Disaster Recovery e Business Continuity nella sicurezza informatica aziendale
Ci sono però altri due concetti, a cui il GDPR viene spesso associato: il Disaster Recovery e la Business Continuity. Questo perché, il GDPR, ha come primario obiettivo per la sicurezza informatica aziendale la reazione in caso di violazione di sicurezza, illecita o accidentale, dei dati raccolti dall’azienda; e quindi in caso questi vengano persi, modificati o divulgati senza autorizzazione. La notifica di tale violazioni, secondo la nuova normativa, deve avvenire senza ingiustificato ritardo e, ove possibile, entro 72 ore dal momento in cui se ne è venuti a conoscenza. Ma non devono essere solamente notificate, le violazioni: devono anche essere affrontate, ed è qui che si inseriscono i concetti di Disaster Recovery e di Business Continuity. Se il primo indica le misure tecniche utili ad affrontare un eventuale disastro (dall’attacco hacker all’errore umano, dal furto alla catastrofe ambientale) che colpisca i sistemi informativi aziendali, il secondo termine raggruppa invece le procedure e i processi volti a garantire la continuità dell’azienda e ad evitare che questa interrompa la sua attività. Quando si parla dunque di come adeguarsi al GDPR, si parla anche delle procedure strategiche, tattiche e operative che l’azienda mette in atto qualora i suoi dati vengano violati, per riparare al danno e per non interrompere la sua attività.
Sicurezza informatica aziendale: come reagire al data breach
Come si previene e si gestisce la perdita o la distruzione dei dati personali?
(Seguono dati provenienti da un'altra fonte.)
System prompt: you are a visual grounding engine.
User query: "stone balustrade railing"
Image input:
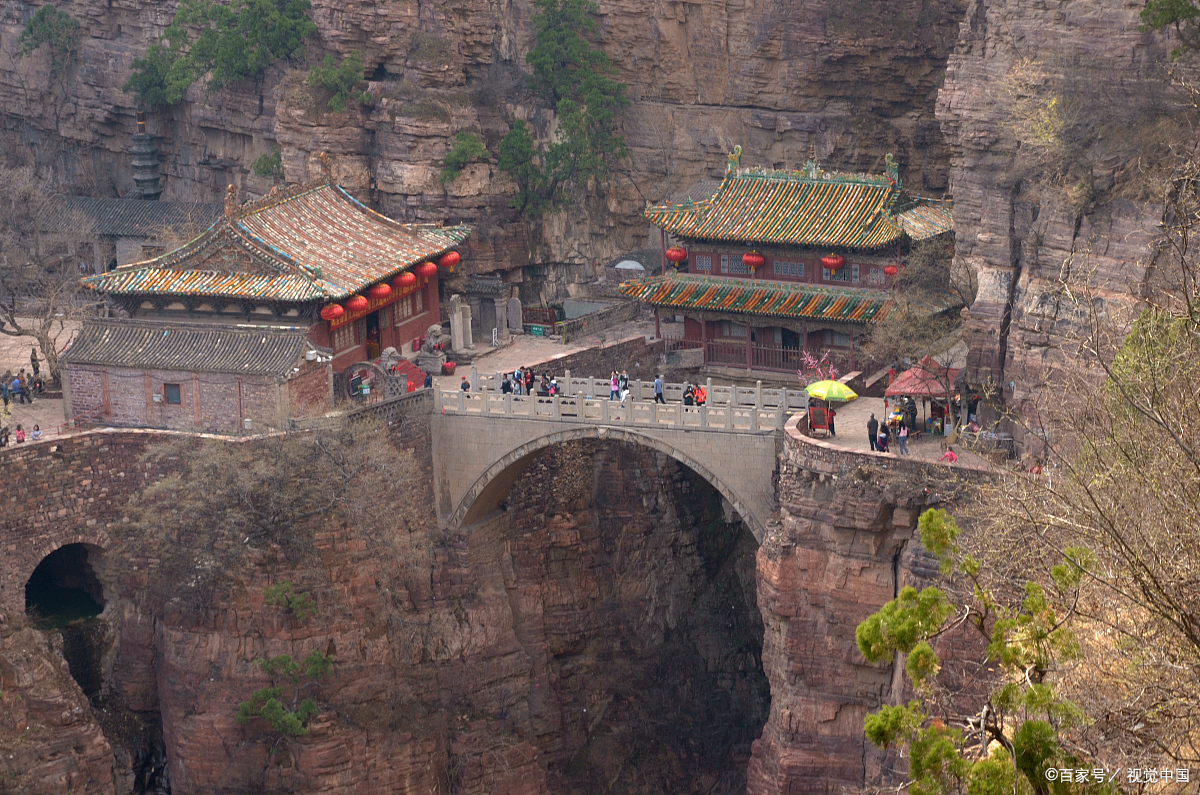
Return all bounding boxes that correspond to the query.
[458,369,809,414]
[434,389,787,434]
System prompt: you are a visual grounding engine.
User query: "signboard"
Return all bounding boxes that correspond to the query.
[329,276,430,329]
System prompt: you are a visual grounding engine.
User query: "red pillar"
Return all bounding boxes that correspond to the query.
[746,317,754,370]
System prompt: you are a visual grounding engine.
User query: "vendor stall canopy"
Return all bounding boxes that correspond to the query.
[883,355,960,398]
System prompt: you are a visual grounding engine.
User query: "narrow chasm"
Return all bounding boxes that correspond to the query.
[502,441,770,795]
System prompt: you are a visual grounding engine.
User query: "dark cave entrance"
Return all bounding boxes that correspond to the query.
[475,440,770,795]
[25,544,107,698]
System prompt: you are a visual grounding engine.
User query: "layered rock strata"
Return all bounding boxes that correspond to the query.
[0,0,964,295]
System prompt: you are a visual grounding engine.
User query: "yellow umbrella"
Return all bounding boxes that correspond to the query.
[805,381,858,404]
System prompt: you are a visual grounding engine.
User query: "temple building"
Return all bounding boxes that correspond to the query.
[62,162,469,432]
[620,147,953,371]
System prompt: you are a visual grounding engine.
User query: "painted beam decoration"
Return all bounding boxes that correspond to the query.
[620,275,893,323]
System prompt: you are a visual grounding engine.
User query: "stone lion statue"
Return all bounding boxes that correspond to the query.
[421,325,442,355]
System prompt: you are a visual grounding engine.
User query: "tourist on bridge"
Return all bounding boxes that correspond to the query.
[10,370,27,404]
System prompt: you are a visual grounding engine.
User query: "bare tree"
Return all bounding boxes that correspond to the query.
[0,163,101,383]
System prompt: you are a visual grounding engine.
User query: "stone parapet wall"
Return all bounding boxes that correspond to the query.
[520,335,666,381]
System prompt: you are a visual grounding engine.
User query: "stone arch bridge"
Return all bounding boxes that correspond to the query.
[432,376,803,542]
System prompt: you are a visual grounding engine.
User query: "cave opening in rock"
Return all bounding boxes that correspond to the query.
[475,440,770,795]
[25,544,107,698]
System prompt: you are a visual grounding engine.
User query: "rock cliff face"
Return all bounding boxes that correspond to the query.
[0,425,769,795]
[0,0,964,297]
[746,440,949,795]
[937,0,1189,405]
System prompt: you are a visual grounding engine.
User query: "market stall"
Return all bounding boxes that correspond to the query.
[883,355,959,436]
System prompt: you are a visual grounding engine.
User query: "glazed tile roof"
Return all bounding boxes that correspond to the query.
[646,147,904,250]
[62,318,314,377]
[896,199,954,240]
[64,196,222,238]
[620,275,892,323]
[83,184,470,301]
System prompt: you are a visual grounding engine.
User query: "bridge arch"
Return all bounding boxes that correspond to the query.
[450,425,764,544]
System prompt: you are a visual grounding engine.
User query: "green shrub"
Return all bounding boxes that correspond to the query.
[308,50,371,113]
[124,0,317,104]
[499,0,629,215]
[235,653,334,740]
[263,580,317,623]
[442,132,492,183]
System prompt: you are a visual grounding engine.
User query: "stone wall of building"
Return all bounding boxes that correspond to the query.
[520,336,666,381]
[746,419,978,795]
[65,363,332,434]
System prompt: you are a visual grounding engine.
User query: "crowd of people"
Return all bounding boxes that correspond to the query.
[0,348,44,408]
[470,367,708,406]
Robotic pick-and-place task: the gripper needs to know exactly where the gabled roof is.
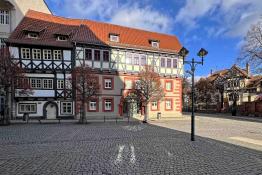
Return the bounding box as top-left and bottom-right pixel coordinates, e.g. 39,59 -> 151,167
247,75 -> 262,88
8,10 -> 181,53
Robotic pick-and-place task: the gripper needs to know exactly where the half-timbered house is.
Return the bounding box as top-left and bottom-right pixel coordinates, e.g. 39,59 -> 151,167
8,11 -> 183,118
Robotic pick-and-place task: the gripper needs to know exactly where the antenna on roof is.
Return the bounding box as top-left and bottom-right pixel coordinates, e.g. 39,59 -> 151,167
80,19 -> 84,26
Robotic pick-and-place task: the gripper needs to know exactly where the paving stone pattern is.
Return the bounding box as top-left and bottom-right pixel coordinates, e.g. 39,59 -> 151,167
0,123 -> 262,175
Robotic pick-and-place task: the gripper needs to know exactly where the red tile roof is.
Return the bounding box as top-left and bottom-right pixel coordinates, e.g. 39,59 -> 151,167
9,10 -> 181,52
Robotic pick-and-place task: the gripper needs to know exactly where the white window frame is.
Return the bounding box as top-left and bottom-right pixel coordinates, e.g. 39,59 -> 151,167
21,48 -> 30,59
104,99 -> 112,111
160,57 -> 166,68
165,100 -> 172,110
53,50 -> 62,60
57,79 -> 65,89
125,79 -> 133,89
151,41 -> 159,48
56,35 -> 68,41
43,49 -> 52,60
172,58 -> 178,69
151,101 -> 158,110
104,78 -> 112,89
166,58 -> 172,68
110,34 -> 119,43
61,101 -> 73,115
32,49 -> 41,60
165,81 -> 172,91
0,38 -> 6,48
140,54 -> 147,66
30,78 -> 42,89
88,100 -> 97,111
126,52 -> 133,64
0,10 -> 10,25
133,54 -> 140,66
18,103 -> 37,113
43,79 -> 53,89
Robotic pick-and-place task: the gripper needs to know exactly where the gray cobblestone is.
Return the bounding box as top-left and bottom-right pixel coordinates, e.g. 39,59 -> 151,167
0,123 -> 262,175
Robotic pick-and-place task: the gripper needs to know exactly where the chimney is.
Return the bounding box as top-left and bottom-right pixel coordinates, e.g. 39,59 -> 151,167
246,63 -> 250,76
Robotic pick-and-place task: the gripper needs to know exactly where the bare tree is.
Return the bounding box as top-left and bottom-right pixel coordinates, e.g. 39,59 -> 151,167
238,19 -> 262,73
225,69 -> 245,116
70,65 -> 99,123
182,77 -> 191,109
0,48 -> 29,124
195,78 -> 215,110
136,66 -> 165,123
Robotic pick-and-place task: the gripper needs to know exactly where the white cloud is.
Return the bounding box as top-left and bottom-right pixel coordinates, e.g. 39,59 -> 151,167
48,0 -> 172,32
176,0 -> 262,37
175,0 -> 217,28
110,4 -> 172,32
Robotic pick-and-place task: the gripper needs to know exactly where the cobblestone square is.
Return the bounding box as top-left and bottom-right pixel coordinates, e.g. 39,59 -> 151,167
0,121 -> 262,175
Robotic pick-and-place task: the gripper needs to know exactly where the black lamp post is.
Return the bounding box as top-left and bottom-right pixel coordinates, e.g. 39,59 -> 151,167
178,47 -> 208,141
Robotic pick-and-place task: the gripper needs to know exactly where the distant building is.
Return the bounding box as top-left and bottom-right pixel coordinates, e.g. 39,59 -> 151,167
7,10 -> 183,119
207,64 -> 262,109
0,0 -> 51,47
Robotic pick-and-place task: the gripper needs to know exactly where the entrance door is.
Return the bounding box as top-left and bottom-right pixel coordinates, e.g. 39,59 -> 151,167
123,101 -> 140,118
46,103 -> 57,119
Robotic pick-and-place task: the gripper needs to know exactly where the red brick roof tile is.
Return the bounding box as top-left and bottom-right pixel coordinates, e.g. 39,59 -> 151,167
8,10 -> 181,52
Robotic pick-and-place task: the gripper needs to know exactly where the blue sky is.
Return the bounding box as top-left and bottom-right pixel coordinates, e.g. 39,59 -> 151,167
46,0 -> 262,76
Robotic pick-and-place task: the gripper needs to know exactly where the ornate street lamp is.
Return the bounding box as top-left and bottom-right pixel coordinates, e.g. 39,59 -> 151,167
178,47 -> 208,141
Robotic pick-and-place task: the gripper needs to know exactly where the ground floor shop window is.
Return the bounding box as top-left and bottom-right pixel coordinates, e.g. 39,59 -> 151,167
18,103 -> 37,113
103,98 -> 114,112
61,102 -> 73,114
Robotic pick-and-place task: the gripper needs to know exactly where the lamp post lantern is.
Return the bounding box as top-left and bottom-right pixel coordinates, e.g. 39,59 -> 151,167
178,47 -> 208,141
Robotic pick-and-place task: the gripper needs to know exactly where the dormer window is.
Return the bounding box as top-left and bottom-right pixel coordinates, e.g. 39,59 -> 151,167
56,35 -> 68,41
109,33 -> 119,42
151,41 -> 159,48
27,32 -> 39,39
149,39 -> 159,48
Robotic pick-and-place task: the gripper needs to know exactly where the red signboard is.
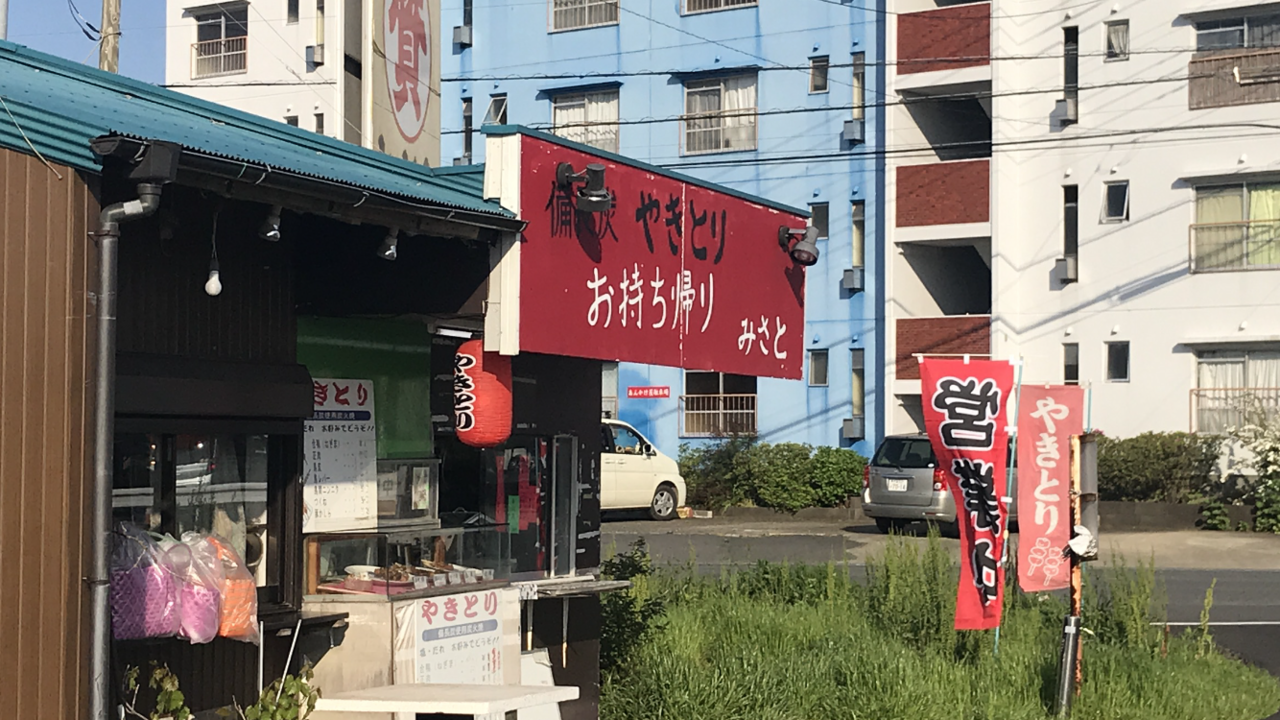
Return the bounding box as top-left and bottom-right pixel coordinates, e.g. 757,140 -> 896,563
627,386 -> 671,398
1018,386 -> 1084,592
520,136 -> 805,379
920,359 -> 1014,630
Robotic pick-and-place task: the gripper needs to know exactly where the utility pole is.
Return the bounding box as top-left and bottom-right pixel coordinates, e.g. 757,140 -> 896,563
98,0 -> 120,73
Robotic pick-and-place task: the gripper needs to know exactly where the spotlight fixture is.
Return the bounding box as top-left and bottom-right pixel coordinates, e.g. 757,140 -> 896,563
257,205 -> 283,242
556,163 -> 613,213
778,225 -> 818,268
378,228 -> 399,260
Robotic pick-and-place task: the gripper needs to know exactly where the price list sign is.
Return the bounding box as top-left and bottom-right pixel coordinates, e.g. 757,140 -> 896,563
302,378 -> 378,533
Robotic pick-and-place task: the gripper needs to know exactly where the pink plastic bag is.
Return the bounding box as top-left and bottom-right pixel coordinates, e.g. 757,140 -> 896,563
110,523 -> 180,641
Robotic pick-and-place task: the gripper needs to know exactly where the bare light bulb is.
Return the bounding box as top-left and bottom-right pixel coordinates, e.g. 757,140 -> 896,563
205,260 -> 223,297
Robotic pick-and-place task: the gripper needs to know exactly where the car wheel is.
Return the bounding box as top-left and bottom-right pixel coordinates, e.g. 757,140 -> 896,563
649,486 -> 677,520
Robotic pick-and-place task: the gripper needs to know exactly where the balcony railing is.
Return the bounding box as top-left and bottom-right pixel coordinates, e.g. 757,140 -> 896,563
1187,47 -> 1280,110
191,37 -> 248,79
897,3 -> 991,76
896,159 -> 991,228
680,395 -> 758,437
893,315 -> 991,380
1190,220 -> 1280,273
1192,387 -> 1280,434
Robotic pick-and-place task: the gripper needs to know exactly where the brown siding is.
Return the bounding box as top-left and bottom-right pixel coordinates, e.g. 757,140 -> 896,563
897,3 -> 991,74
895,315 -> 991,380
0,149 -> 97,720
897,159 -> 991,228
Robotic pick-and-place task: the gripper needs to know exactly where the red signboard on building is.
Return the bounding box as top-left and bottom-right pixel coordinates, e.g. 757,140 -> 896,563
520,136 -> 805,378
627,386 -> 671,400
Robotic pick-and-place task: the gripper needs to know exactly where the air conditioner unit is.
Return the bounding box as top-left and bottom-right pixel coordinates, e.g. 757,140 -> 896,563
840,418 -> 867,439
840,268 -> 867,292
1053,255 -> 1080,284
840,120 -> 867,145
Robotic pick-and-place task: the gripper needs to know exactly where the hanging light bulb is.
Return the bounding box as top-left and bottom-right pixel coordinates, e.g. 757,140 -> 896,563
205,258 -> 223,297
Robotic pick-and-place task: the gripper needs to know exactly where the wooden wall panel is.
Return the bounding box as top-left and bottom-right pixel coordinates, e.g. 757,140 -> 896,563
0,150 -> 99,720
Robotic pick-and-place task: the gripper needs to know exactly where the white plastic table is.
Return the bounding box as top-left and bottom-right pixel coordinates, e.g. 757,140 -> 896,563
316,684 -> 579,716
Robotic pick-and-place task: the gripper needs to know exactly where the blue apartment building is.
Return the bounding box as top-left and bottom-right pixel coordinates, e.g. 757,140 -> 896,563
440,0 -> 884,456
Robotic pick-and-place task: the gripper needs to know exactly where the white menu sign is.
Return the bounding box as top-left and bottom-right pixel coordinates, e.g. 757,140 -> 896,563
302,378 -> 378,533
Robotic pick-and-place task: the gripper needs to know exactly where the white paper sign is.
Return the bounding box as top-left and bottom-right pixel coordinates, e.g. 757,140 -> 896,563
302,378 -> 378,533
415,591 -> 504,685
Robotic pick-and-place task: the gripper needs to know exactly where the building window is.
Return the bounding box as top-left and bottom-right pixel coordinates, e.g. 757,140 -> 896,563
480,92 -> 507,126
1102,181 -> 1129,223
1062,342 -> 1080,386
809,202 -> 831,240
1107,342 -> 1129,383
680,370 -> 756,437
1106,20 -> 1129,60
552,90 -> 618,152
1062,184 -> 1080,258
462,97 -> 471,159
850,53 -> 867,120
682,74 -> 755,155
685,0 -> 758,14
850,348 -> 867,418
809,350 -> 829,387
850,200 -> 867,268
1192,182 -> 1280,272
1192,348 -> 1280,433
191,5 -> 248,79
550,0 -> 618,31
809,55 -> 831,94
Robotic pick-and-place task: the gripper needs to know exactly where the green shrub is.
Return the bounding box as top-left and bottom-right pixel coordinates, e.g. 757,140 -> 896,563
1098,433 -> 1222,502
810,447 -> 867,507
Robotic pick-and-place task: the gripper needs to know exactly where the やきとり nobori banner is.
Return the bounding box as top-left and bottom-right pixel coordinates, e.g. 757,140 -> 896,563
1018,386 -> 1084,592
920,359 -> 1014,630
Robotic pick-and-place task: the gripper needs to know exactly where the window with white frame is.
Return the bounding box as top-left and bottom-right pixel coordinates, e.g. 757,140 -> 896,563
550,0 -> 618,31
1196,14 -> 1280,53
685,0 -> 759,14
1192,182 -> 1280,272
552,90 -> 618,152
1102,181 -> 1129,223
682,74 -> 755,155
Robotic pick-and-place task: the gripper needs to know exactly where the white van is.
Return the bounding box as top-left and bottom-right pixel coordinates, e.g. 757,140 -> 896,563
600,420 -> 685,520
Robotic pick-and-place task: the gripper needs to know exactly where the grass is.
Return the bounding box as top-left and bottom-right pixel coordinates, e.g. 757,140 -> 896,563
600,537 -> 1280,720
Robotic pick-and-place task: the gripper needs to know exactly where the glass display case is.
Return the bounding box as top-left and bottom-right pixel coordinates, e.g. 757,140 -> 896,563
303,516 -> 511,597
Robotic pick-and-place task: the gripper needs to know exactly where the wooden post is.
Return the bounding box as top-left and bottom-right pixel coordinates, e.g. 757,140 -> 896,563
1071,436 -> 1084,696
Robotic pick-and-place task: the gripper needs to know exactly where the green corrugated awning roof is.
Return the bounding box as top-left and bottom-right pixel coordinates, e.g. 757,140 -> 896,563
0,41 -> 513,218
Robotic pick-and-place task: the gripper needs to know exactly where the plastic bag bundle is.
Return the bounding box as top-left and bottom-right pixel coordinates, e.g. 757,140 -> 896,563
168,532 -> 223,643
110,523 -> 180,641
209,537 -> 259,644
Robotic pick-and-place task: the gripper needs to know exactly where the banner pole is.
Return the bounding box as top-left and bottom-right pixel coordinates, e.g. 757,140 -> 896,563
991,355 -> 1023,656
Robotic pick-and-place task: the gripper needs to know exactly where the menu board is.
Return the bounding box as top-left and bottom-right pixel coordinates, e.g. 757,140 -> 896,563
302,378 -> 378,533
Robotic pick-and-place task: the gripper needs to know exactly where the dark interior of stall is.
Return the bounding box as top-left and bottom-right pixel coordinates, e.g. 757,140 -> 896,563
104,183 -> 600,719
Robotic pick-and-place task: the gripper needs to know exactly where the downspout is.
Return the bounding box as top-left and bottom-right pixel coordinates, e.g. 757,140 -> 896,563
88,183 -> 161,720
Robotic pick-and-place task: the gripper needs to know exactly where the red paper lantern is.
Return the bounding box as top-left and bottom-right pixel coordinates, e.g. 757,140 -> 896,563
453,340 -> 511,447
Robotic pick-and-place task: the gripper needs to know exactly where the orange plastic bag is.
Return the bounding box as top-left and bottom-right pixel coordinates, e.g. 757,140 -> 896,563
209,537 -> 259,644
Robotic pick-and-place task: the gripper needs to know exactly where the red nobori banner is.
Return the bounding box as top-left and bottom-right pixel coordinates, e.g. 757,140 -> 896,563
920,357 -> 1014,630
1018,386 -> 1084,592
520,136 -> 806,379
Adottando un protocollo di risposta, la cui validità venga verificata periodicamente, ottenendo una copertura assicurativa che risponda in caso di violazione, tenendo un registro dei data breach ed effettuando indagini che ne individuino la natura e la portata. È un concetto fondamentale, infatti, quello del protocollo di risposta. Un concetto che raggruppa tutte le procedure di sicurezza informatica aziendale da seguire per gestire e/o risolvere gli episodi di violazione, in collaborazione – a discrezione dell’azienda o dell’ente pubblico – con i call center, i sistemi di monitoraggio o di risoluzione dei casi di furto d’identità, e i servizi di assistenza. Un concetto che, nell’ambito del come adeguarsi al GDPR, riveste un’importanza primaria.